The first development in the affair took place under the King's eye.

Waiting in ambush was by no means new to him. He was not in the least troubled by impatience. To be sure, he would have felt more comfortable with a piece of bread and a cup of water; yet deprivations of the kind were within the expectations; and while there was a hope of good issue for the enterprise, he could endure them indefinitely. The charge given him pertained particularly to Demedes. No fear of his not recognizing the Greek. Had he not enjoyed the delight of holding him out over the wall to be dropped to death?

He was eager, but not impatient. His chief dependence was in the sense of feeling, which had been cultivated so the slightest vibration along the ground served him in lieu of hearing. The closing of the front door by the keeper—felt, not heard—apprised him the day was over.

Not long afterward the pavement was again jarred, bringing a return of the sensations he used to have when, stalking lions in Kash-Cush, he felt the earth thrill under the galloping of the camelopards stampeded.

He drew the curtain aside slightly, just as a man stepped into the court from the passage. The person carried a lighted lamp, and was not Demedes.

The cistern-keeper—for he it was—went to the curbing slowly, for the advance airs of the gale were threatening his lamp, and dropped dextrously through the aperture to the upper landing.

In ambush the King never admitted anything like curiosity. Presently he felt the pavement again jar. Nobody appeared at the passage. Another tremor more decided—then the King stepped softly from the sedan, and stealing barefooted to the curbing looked down the yawning hole.

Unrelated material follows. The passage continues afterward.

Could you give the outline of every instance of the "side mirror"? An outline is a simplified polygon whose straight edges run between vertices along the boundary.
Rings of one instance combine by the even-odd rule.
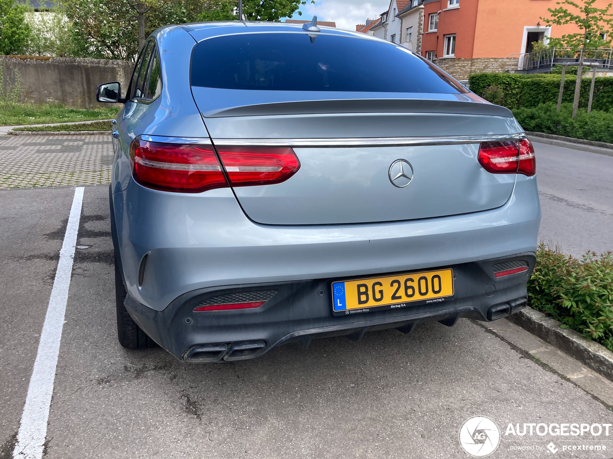
[[[105,83],[98,86],[96,100],[99,102],[116,103],[121,101],[121,85],[119,81]]]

The lamp on the platform enabled him to see a boat drawn up to the lower step, and the stranger in the act of stepping into it. Then the lamp was shifted to the bow of the boat—oars taken in hand—a push off, and swift evanishment.

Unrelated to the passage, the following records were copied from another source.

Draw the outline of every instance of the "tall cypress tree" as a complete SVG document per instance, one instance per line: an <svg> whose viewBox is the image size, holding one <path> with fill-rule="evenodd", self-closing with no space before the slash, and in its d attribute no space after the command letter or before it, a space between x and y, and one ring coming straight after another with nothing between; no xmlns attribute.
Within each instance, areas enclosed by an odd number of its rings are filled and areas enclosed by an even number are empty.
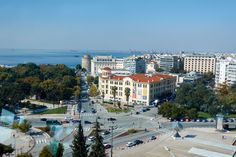
<svg viewBox="0 0 236 157"><path fill-rule="evenodd" d="M58 143L56 157L62 157L64 152L64 146L61 143Z"/></svg>
<svg viewBox="0 0 236 157"><path fill-rule="evenodd" d="M72 156L73 157L87 157L88 150L86 147L86 139L84 137L83 128L81 123L78 127L78 132L74 136L74 140L72 145L70 146L72 149Z"/></svg>
<svg viewBox="0 0 236 157"><path fill-rule="evenodd" d="M96 121L95 142L92 145L92 150L89 154L89 157L106 157L103 138L99 135L99 128L99 123Z"/></svg>

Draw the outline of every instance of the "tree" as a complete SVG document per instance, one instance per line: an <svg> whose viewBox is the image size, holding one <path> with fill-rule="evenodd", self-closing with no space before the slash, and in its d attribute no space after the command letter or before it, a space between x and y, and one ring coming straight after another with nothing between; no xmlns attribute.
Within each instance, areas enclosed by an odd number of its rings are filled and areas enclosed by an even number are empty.
<svg viewBox="0 0 236 157"><path fill-rule="evenodd" d="M125 96L126 96L126 101L127 105L129 104L129 96L130 96L130 88L125 88Z"/></svg>
<svg viewBox="0 0 236 157"><path fill-rule="evenodd" d="M99 128L99 123L98 121L96 121L95 142L91 147L89 157L106 157L105 147L103 145L103 138L99 135Z"/></svg>
<svg viewBox="0 0 236 157"><path fill-rule="evenodd" d="M171 119L179 119L184 115L182 108L170 102L163 103L159 108L158 113L162 114L163 117Z"/></svg>
<svg viewBox="0 0 236 157"><path fill-rule="evenodd" d="M28 132L30 130L30 128L31 128L31 122L26 119L24 119L23 122L21 122L19 125L19 129L23 133Z"/></svg>
<svg viewBox="0 0 236 157"><path fill-rule="evenodd" d="M112 92L112 95L113 95L113 103L115 105L115 99L116 99L116 94L117 94L117 87L116 86L113 86L111 88L111 92Z"/></svg>
<svg viewBox="0 0 236 157"><path fill-rule="evenodd" d="M90 86L89 95L92 96L92 97L98 95L98 90L97 90L96 85L93 84L93 85Z"/></svg>
<svg viewBox="0 0 236 157"><path fill-rule="evenodd" d="M96 76L93 80L93 83L98 86L98 82L99 82L99 77Z"/></svg>
<svg viewBox="0 0 236 157"><path fill-rule="evenodd" d="M0 143L0 157L2 157L4 154L10 154L14 151L14 149L11 147L11 145L4 145Z"/></svg>
<svg viewBox="0 0 236 157"><path fill-rule="evenodd" d="M58 143L56 157L62 157L64 152L64 146L61 143Z"/></svg>
<svg viewBox="0 0 236 157"><path fill-rule="evenodd" d="M104 98L105 98L105 92L104 91L102 91L102 102L104 102Z"/></svg>
<svg viewBox="0 0 236 157"><path fill-rule="evenodd" d="M94 81L94 77L93 76L87 76L87 82L88 82L88 84L89 85L91 85L92 83L93 83L93 81Z"/></svg>
<svg viewBox="0 0 236 157"><path fill-rule="evenodd" d="M39 157L53 157L53 154L50 151L48 146L44 146L42 151L39 154Z"/></svg>
<svg viewBox="0 0 236 157"><path fill-rule="evenodd" d="M157 68L157 72L163 72L164 70L162 68Z"/></svg>
<svg viewBox="0 0 236 157"><path fill-rule="evenodd" d="M86 139L83 133L83 127L81 123L78 126L78 132L74 136L74 140L72 141L72 145L70 146L72 149L73 157L87 157L87 147L86 147Z"/></svg>
<svg viewBox="0 0 236 157"><path fill-rule="evenodd" d="M75 69L76 69L76 70L81 70L81 69L82 69L82 66L81 66L80 64L77 64L77 65L75 66Z"/></svg>
<svg viewBox="0 0 236 157"><path fill-rule="evenodd" d="M18 154L17 157L33 157L33 156L30 153L22 153L22 154Z"/></svg>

We, with our better information of the devices employed, know what a simple trick it was on the keeper's part to bring the vessel to him—he had but to pull the right string in the right direction—but Nilo was left to his astonishment. Stealing back to his cover, he drew the door to, and struggled with the mystery.

Afterwhile, the mist dissipated, and a fact arose plainer to him than the mighty hand on his knee. The cistern was inhabited—some person was down there to be communicated with. What should the King do now?